Langit sudah gelap, saat pesawat DC-3 mendarat di markas RAAF (Royal Australian Air Force) di Darwin. “Saat saya menyalakan senter, dan sorot ke atas, ada tubuh seorang bocah di sana. Ia sudah tidak sadarkan diri lagi, setengah tubuhnya terbakar parah, dan di sisi tubuh yang lain membeku,” tutur Jim Fleming, pensiunan air vice-marshal RAAF. Saat itu Jim memang yang bertugas untuk memeriksa pesawat DC-3 milik angkatan udara Belanda yang bermalam di sana.

“Kedua bola matanya berputar, dan yang tampak hanya dua bola mata putih, saat itu kami berpikir bocah ini sudah mati,” kata Jim mengenang kejadian malam itu. Meskipun ia terluka parah di bagian perut, Bas bisa diselamatkan. Hingga hari ini Jim yang akrab dengan sekian jenis pesawat, masih tak percaya bahwa Bas bisa bertahan hidup. Ia pulih setelah dirawat di Australia Utara selama tiga bulan.

Terancam dideportasi

Setelah dinyatakan sembuh, Bas oleh pemerintah setempat hendak dikirim pulang ke Kupang. Menteri urusan Imigrasi kala itu, Arthur Caldwell, beteriak kencang untuk memulangkan Bas, namun keputusannya dihujani protes luar biasa oleh warga Darwin. Masyarakat Darwin, menggangap anak kecil dengan keberanian semacam itu, tak patut dideportasi. Akhirnya Bas Wie pun ditampung dan menjadi tanggungan Negara. Tetapi setiap tahunnya Bas harus memperbarui ijin tinggal di sana. Kebijakan rasial itu memang belum lah dihapus. Untuk itu Bas setiap tahunnya memang harus menghitung apakah akan tetap tinggal atau dideportasi.
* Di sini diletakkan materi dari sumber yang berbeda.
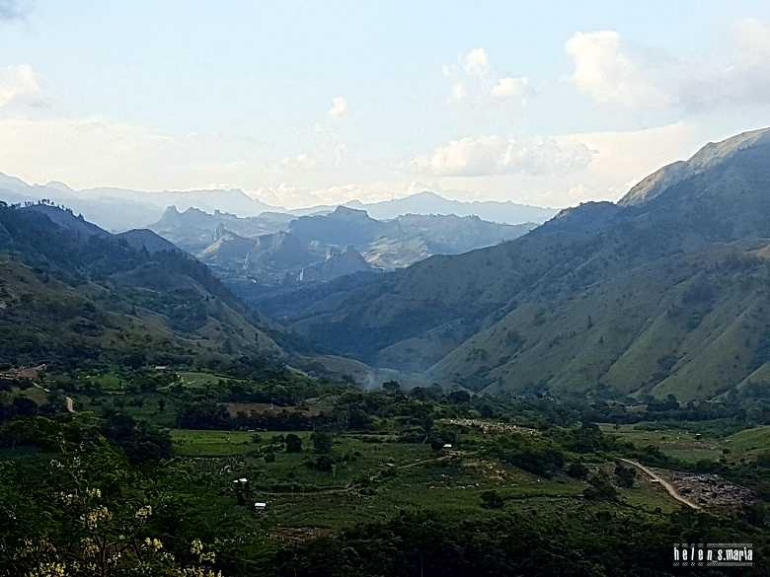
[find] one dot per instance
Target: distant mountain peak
(708, 157)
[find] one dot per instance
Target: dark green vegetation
(72, 293)
(667, 292)
(389, 482)
(150, 426)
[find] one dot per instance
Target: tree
(625, 476)
(293, 443)
(391, 387)
(492, 500)
(322, 442)
(600, 488)
(459, 397)
(577, 470)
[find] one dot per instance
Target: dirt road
(670, 489)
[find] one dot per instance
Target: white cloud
(510, 87)
(476, 63)
(474, 80)
(458, 92)
(19, 84)
(339, 108)
(488, 155)
(299, 162)
(612, 71)
(607, 71)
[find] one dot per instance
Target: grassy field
(679, 444)
(378, 479)
(198, 380)
(749, 441)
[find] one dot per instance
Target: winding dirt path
(670, 489)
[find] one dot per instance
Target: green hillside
(70, 291)
(666, 292)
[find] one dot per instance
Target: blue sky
(304, 102)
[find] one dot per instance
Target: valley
(455, 381)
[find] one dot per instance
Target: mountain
(667, 291)
(194, 230)
(431, 203)
(70, 291)
(117, 209)
(227, 242)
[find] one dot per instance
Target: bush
(293, 443)
(492, 500)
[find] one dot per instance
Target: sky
(301, 103)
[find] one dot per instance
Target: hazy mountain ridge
(70, 288)
(319, 248)
(119, 209)
(669, 291)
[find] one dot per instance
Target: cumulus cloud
(476, 62)
(474, 79)
(612, 71)
(339, 108)
(510, 87)
(489, 155)
(19, 84)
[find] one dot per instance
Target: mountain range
(274, 248)
(117, 209)
(72, 292)
(665, 292)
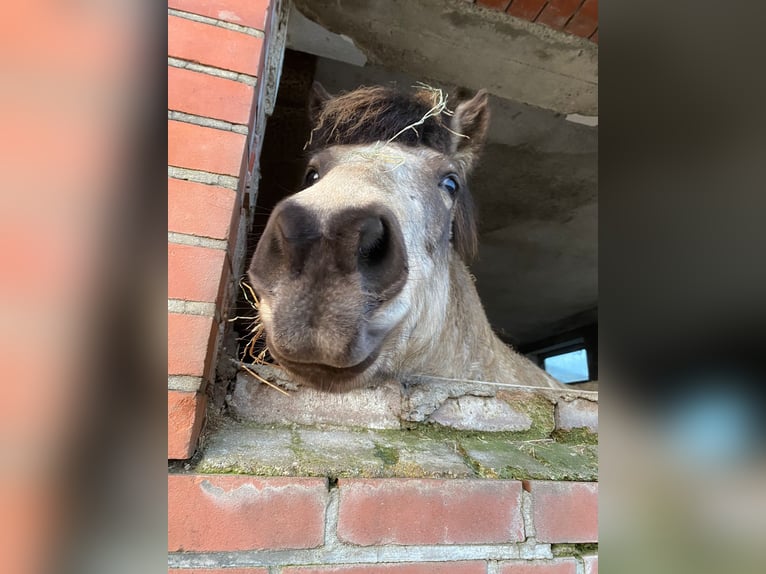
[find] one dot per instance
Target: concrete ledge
(428, 452)
(528, 413)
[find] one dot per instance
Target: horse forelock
(371, 114)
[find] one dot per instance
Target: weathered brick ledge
(422, 401)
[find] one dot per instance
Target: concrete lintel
(457, 43)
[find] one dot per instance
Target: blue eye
(449, 184)
(312, 176)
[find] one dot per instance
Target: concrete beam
(456, 42)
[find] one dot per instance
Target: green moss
(429, 451)
(389, 455)
(575, 436)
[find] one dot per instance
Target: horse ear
(317, 99)
(469, 124)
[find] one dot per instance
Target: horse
(362, 274)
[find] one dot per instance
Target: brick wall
(288, 525)
(578, 17)
(216, 58)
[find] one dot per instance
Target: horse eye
(312, 176)
(449, 184)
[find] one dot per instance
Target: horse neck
(467, 348)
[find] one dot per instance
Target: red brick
(407, 511)
(564, 511)
(585, 21)
(198, 209)
(186, 412)
(213, 46)
(496, 4)
(205, 149)
(526, 9)
(190, 339)
(558, 12)
(564, 566)
(195, 273)
(219, 571)
(209, 96)
(250, 13)
(474, 567)
(220, 513)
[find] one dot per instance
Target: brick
(198, 209)
(223, 513)
(558, 12)
(219, 571)
(209, 96)
(195, 273)
(190, 339)
(213, 46)
(585, 21)
(496, 4)
(413, 511)
(526, 9)
(205, 149)
(472, 567)
(564, 511)
(250, 13)
(186, 411)
(565, 566)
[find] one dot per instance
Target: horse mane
(379, 113)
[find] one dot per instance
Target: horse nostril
(373, 242)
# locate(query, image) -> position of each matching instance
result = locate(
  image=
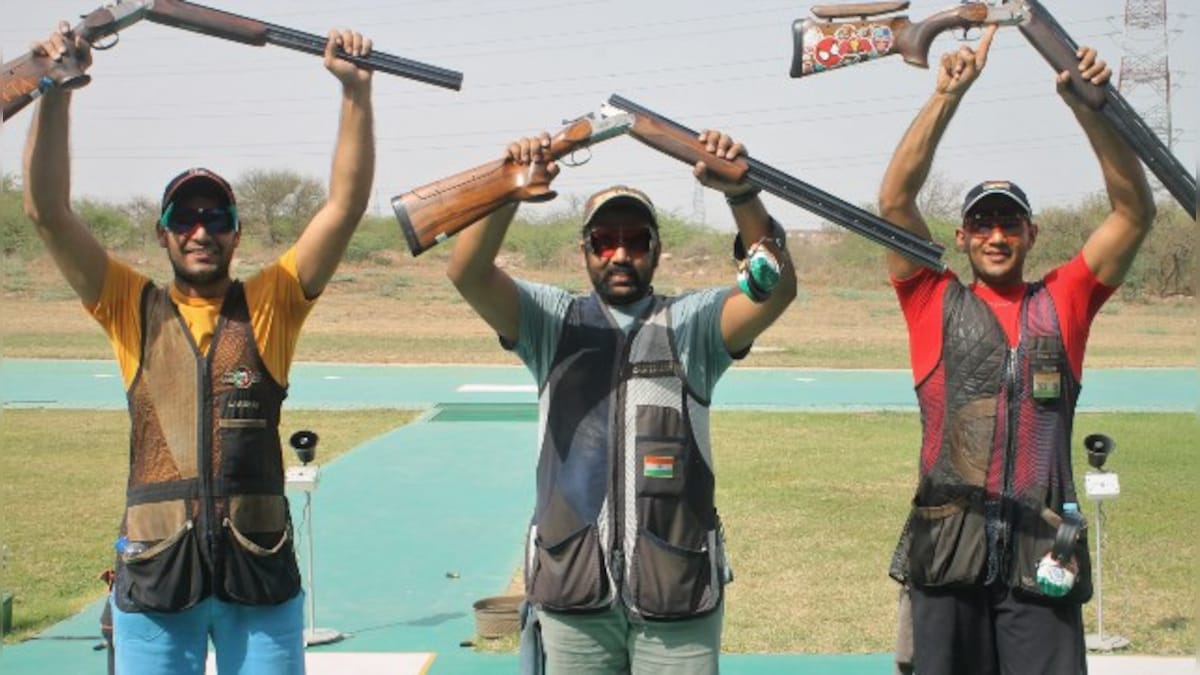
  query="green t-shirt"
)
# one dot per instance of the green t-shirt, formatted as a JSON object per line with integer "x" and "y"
{"x": 695, "y": 320}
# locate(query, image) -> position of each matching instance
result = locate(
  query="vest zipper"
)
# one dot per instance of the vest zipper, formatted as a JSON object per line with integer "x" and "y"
{"x": 204, "y": 461}
{"x": 621, "y": 458}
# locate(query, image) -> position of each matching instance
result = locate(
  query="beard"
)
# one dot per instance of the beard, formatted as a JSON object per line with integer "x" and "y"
{"x": 630, "y": 292}
{"x": 202, "y": 278}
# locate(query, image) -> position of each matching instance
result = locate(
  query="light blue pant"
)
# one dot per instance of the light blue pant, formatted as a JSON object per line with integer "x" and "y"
{"x": 249, "y": 640}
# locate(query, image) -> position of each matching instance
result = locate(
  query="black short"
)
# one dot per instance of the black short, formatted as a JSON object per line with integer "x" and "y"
{"x": 990, "y": 631}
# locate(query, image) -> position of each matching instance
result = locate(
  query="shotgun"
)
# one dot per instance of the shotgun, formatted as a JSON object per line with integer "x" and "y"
{"x": 679, "y": 142}
{"x": 1041, "y": 29}
{"x": 433, "y": 213}
{"x": 25, "y": 78}
{"x": 847, "y": 34}
{"x": 856, "y": 33}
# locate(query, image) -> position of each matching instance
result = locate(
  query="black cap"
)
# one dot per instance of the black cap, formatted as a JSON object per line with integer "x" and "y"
{"x": 1002, "y": 187}
{"x": 198, "y": 181}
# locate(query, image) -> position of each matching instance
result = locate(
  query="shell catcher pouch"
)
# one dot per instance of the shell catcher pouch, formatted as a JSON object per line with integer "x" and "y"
{"x": 759, "y": 269}
{"x": 1056, "y": 569}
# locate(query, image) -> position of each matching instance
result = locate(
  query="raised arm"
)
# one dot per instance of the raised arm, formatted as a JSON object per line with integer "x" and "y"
{"x": 742, "y": 318}
{"x": 489, "y": 290}
{"x": 1113, "y": 246}
{"x": 324, "y": 240}
{"x": 913, "y": 157}
{"x": 47, "y": 179}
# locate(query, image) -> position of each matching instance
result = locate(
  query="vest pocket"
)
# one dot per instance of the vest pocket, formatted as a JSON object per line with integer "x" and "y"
{"x": 669, "y": 581}
{"x": 167, "y": 575}
{"x": 568, "y": 574}
{"x": 259, "y": 560}
{"x": 1035, "y": 538}
{"x": 947, "y": 544}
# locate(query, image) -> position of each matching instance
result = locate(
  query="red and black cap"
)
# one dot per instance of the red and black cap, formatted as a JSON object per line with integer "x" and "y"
{"x": 996, "y": 187}
{"x": 198, "y": 181}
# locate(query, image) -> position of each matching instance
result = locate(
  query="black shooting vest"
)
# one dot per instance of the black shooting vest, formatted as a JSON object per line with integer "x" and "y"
{"x": 624, "y": 478}
{"x": 205, "y": 512}
{"x": 995, "y": 460}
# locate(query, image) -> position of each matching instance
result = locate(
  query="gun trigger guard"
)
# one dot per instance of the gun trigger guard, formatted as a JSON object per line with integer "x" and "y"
{"x": 101, "y": 45}
{"x": 541, "y": 196}
{"x": 573, "y": 161}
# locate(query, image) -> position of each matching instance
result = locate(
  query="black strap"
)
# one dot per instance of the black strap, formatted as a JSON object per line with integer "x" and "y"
{"x": 1065, "y": 539}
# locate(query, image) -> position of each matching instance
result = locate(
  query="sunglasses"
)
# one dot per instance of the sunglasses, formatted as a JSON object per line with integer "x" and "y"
{"x": 981, "y": 226}
{"x": 185, "y": 220}
{"x": 604, "y": 243}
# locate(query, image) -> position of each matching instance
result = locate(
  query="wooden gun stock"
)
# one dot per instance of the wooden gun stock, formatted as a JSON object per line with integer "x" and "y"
{"x": 25, "y": 78}
{"x": 433, "y": 213}
{"x": 682, "y": 144}
{"x": 832, "y": 45}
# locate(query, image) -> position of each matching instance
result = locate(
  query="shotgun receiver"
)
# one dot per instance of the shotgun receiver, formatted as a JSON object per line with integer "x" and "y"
{"x": 681, "y": 143}
{"x": 850, "y": 34}
{"x": 433, "y": 213}
{"x": 25, "y": 78}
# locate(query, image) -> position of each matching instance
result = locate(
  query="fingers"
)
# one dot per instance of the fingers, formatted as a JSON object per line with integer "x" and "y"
{"x": 55, "y": 46}
{"x": 349, "y": 41}
{"x": 1091, "y": 67}
{"x": 981, "y": 58}
{"x": 720, "y": 144}
{"x": 531, "y": 149}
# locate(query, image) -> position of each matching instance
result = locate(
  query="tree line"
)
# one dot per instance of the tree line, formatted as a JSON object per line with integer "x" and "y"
{"x": 274, "y": 207}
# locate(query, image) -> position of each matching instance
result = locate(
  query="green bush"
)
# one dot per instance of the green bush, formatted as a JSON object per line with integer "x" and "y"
{"x": 111, "y": 225}
{"x": 375, "y": 234}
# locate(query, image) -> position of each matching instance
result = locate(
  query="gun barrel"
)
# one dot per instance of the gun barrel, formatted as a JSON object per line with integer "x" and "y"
{"x": 379, "y": 61}
{"x": 208, "y": 21}
{"x": 1048, "y": 36}
{"x": 820, "y": 202}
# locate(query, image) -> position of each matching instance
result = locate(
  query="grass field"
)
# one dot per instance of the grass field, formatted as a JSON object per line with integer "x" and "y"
{"x": 811, "y": 509}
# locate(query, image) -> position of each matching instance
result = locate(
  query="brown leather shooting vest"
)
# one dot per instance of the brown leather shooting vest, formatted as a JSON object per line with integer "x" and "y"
{"x": 205, "y": 512}
{"x": 995, "y": 459}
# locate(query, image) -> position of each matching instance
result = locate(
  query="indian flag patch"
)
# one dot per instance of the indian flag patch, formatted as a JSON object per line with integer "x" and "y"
{"x": 657, "y": 466}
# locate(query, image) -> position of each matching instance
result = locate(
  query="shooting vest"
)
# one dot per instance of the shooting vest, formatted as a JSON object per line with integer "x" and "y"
{"x": 205, "y": 512}
{"x": 624, "y": 479}
{"x": 995, "y": 458}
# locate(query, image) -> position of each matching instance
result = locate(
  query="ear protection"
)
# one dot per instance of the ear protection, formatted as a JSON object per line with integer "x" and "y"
{"x": 759, "y": 269}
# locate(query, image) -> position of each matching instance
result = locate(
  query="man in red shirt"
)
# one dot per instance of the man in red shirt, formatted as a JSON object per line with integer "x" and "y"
{"x": 997, "y": 366}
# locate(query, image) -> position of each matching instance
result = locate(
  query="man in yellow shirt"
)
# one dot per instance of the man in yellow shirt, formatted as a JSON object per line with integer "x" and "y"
{"x": 204, "y": 549}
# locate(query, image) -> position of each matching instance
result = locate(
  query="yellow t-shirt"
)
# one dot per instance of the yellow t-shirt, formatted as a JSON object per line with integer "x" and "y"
{"x": 277, "y": 310}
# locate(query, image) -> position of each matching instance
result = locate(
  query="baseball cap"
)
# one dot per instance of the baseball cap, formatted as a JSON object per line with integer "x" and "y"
{"x": 1003, "y": 187}
{"x": 618, "y": 195}
{"x": 198, "y": 181}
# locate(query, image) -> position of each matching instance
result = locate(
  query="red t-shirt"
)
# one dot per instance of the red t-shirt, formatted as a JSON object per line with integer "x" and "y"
{"x": 1078, "y": 296}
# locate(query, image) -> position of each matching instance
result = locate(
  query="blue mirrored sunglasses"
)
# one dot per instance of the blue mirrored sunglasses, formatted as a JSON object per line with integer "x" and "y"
{"x": 215, "y": 221}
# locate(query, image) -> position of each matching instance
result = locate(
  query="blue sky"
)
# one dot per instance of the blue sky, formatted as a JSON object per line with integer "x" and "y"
{"x": 163, "y": 99}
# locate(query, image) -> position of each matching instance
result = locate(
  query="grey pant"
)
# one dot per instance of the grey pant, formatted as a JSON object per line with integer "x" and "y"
{"x": 609, "y": 643}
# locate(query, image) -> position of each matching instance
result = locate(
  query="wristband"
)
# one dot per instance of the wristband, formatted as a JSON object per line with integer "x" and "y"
{"x": 738, "y": 199}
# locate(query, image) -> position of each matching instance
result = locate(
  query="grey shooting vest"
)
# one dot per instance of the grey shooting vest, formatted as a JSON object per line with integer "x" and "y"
{"x": 624, "y": 478}
{"x": 995, "y": 465}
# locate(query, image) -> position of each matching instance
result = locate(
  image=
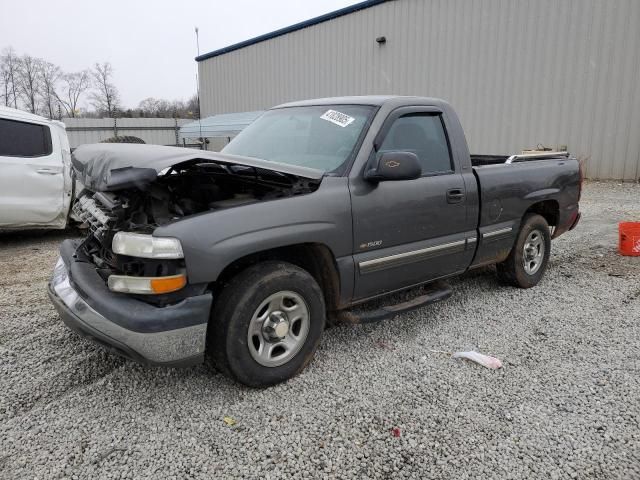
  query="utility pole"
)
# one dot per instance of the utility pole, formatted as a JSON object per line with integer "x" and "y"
{"x": 204, "y": 144}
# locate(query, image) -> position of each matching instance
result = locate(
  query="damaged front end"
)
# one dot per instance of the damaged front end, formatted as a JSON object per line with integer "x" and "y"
{"x": 137, "y": 199}
{"x": 128, "y": 289}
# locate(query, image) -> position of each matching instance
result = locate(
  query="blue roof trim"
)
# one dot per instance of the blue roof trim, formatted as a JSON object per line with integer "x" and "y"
{"x": 292, "y": 28}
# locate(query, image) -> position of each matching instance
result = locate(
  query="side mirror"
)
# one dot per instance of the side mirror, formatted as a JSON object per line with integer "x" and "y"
{"x": 395, "y": 166}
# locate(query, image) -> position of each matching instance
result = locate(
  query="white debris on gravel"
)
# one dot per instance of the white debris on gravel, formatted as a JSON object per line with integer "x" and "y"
{"x": 375, "y": 403}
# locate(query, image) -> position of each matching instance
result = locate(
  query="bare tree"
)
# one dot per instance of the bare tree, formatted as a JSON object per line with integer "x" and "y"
{"x": 74, "y": 85}
{"x": 154, "y": 107}
{"x": 106, "y": 98}
{"x": 149, "y": 107}
{"x": 50, "y": 75}
{"x": 29, "y": 81}
{"x": 10, "y": 61}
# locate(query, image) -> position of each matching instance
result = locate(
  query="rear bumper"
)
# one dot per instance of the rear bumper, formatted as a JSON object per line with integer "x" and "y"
{"x": 147, "y": 335}
{"x": 568, "y": 221}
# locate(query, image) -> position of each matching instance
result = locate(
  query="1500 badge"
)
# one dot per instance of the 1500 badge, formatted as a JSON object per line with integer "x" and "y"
{"x": 373, "y": 244}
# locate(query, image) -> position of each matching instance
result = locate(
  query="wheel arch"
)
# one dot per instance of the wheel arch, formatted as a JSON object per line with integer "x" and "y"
{"x": 315, "y": 258}
{"x": 548, "y": 209}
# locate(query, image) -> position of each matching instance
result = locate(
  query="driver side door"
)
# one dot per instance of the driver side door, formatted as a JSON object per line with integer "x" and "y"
{"x": 409, "y": 232}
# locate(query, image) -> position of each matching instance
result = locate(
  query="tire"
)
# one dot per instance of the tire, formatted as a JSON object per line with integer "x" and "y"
{"x": 527, "y": 261}
{"x": 257, "y": 333}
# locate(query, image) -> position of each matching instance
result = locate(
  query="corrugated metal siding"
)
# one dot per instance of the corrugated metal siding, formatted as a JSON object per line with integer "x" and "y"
{"x": 156, "y": 131}
{"x": 518, "y": 72}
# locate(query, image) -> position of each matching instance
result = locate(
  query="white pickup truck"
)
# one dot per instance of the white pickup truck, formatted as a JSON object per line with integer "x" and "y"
{"x": 36, "y": 187}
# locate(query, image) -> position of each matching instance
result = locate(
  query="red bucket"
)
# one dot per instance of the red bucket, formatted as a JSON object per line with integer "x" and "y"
{"x": 629, "y": 243}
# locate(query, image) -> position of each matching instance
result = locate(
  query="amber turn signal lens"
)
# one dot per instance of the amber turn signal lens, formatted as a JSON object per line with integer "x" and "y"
{"x": 168, "y": 284}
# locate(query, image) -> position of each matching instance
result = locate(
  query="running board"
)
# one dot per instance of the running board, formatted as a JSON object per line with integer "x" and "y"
{"x": 435, "y": 292}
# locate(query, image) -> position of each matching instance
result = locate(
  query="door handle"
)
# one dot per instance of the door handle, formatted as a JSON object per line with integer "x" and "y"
{"x": 455, "y": 195}
{"x": 48, "y": 171}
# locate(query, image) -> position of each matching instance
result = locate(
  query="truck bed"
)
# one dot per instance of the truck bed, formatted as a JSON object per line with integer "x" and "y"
{"x": 484, "y": 160}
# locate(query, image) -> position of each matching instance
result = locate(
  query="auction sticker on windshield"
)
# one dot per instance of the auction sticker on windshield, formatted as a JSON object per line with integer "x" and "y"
{"x": 340, "y": 119}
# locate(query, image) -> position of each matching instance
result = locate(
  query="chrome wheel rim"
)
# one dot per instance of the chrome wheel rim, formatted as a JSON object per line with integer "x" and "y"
{"x": 533, "y": 252}
{"x": 278, "y": 329}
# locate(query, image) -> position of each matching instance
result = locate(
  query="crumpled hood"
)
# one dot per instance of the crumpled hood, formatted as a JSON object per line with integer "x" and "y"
{"x": 107, "y": 166}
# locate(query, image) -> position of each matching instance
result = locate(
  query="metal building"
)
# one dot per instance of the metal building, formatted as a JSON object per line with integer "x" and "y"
{"x": 519, "y": 72}
{"x": 158, "y": 131}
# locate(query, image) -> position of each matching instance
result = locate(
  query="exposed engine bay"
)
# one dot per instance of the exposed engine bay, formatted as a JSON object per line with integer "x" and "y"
{"x": 179, "y": 191}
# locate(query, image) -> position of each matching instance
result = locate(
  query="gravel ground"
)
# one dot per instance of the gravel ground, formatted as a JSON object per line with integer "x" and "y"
{"x": 566, "y": 404}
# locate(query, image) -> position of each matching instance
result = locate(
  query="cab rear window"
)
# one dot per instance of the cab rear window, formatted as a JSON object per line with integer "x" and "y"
{"x": 22, "y": 139}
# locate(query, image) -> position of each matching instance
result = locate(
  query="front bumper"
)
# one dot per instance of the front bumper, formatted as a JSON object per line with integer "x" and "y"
{"x": 146, "y": 334}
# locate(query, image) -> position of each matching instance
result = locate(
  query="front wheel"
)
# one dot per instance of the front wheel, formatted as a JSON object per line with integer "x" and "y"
{"x": 266, "y": 324}
{"x": 527, "y": 262}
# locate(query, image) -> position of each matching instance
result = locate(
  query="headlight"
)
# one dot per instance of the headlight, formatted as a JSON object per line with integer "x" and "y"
{"x": 146, "y": 246}
{"x": 146, "y": 285}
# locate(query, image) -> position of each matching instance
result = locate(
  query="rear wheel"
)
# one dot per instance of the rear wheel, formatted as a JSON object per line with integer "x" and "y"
{"x": 527, "y": 262}
{"x": 266, "y": 324}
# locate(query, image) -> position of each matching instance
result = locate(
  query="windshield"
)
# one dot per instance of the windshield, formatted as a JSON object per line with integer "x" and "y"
{"x": 320, "y": 137}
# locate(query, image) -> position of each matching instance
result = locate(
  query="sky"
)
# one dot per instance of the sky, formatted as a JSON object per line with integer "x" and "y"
{"x": 150, "y": 44}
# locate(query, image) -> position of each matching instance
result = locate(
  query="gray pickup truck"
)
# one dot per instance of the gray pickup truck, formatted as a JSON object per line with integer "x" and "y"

Keputusan final baru ada pada tahun 1958 Bas resmi menjadi warga Negara Australia. Penetapan ini memang melengkapi kebahagiaannya, sebab pada Bulan Desember tahun sebelumnya (1957), Bas telah menyunting nona manis dari Perth. Di usia 24 tahun, Bas Wie ‘anak Kupang’ menikah dengan Margaret.

Pertemuan keduanya, menurut Margaret atau kini dikenal sebagai Mrs.Wie sangat berkesan. Saat bertemu pertama kali Margaret baru berusia 15 tahun, dan baru mulai bekerja sebagai junior draftswoman, sedangkan Bas Wie bekerja sebagai internal mail officer di Departemen Pekerjaan dan Perumahan.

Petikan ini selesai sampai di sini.